The album ends with Jimmy Skinner’s Doin’ My Time. Like the well-known Folsom Prison, this song is dedicated to hard labor. The joke about the relationship between country music and chanson has a lot of truth, but it still remains a joke.

So, we’ve got a fresh look at the first LP from Johnny Cash and Sun Records. Speaking of the format, it is clear that long work, both for Cash and for Sun, is clearly a novelty. At least from a technical point of view: some individual tracks sound very different. However, the already quite mature approach to the construction of the album’s lyrics makes the record a classic, and not just a historical artifact.

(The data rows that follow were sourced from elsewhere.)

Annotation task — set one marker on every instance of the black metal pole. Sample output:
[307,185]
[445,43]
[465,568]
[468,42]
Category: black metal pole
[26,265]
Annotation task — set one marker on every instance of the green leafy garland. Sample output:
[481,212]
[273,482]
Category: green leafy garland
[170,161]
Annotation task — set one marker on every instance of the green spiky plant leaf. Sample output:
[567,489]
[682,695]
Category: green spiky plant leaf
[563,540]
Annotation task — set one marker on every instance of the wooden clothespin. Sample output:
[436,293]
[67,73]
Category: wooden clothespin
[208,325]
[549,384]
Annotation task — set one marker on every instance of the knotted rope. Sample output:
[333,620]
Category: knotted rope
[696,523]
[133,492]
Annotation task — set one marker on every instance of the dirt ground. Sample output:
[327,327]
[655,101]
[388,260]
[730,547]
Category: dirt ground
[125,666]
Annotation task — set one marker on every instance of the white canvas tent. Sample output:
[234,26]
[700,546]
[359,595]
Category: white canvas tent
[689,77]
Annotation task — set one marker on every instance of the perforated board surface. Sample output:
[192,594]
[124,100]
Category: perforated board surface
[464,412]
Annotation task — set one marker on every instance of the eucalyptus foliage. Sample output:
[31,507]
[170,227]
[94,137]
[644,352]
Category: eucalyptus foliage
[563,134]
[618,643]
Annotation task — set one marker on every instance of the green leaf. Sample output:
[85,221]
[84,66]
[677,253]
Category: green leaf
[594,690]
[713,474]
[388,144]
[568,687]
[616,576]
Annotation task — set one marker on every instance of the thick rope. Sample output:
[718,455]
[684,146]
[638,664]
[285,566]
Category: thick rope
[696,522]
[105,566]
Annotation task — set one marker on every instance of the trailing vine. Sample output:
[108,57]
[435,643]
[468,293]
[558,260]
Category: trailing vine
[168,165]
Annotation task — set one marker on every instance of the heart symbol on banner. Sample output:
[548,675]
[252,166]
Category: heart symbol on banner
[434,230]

As for Johnny Cash himself, he once again emphasized his uniqueness through cover versions. Because whether you want to or not, there’s Johnny Cash, and there’s all the other country singers. The Cash feed is so specific that it causes an exorbitant amount of trust in it. And there is nothing more important than trust.

Johnny Cash, 1957

Hot Siberian. Rock and roll, drums, video games, existential longing for Yugoslavia.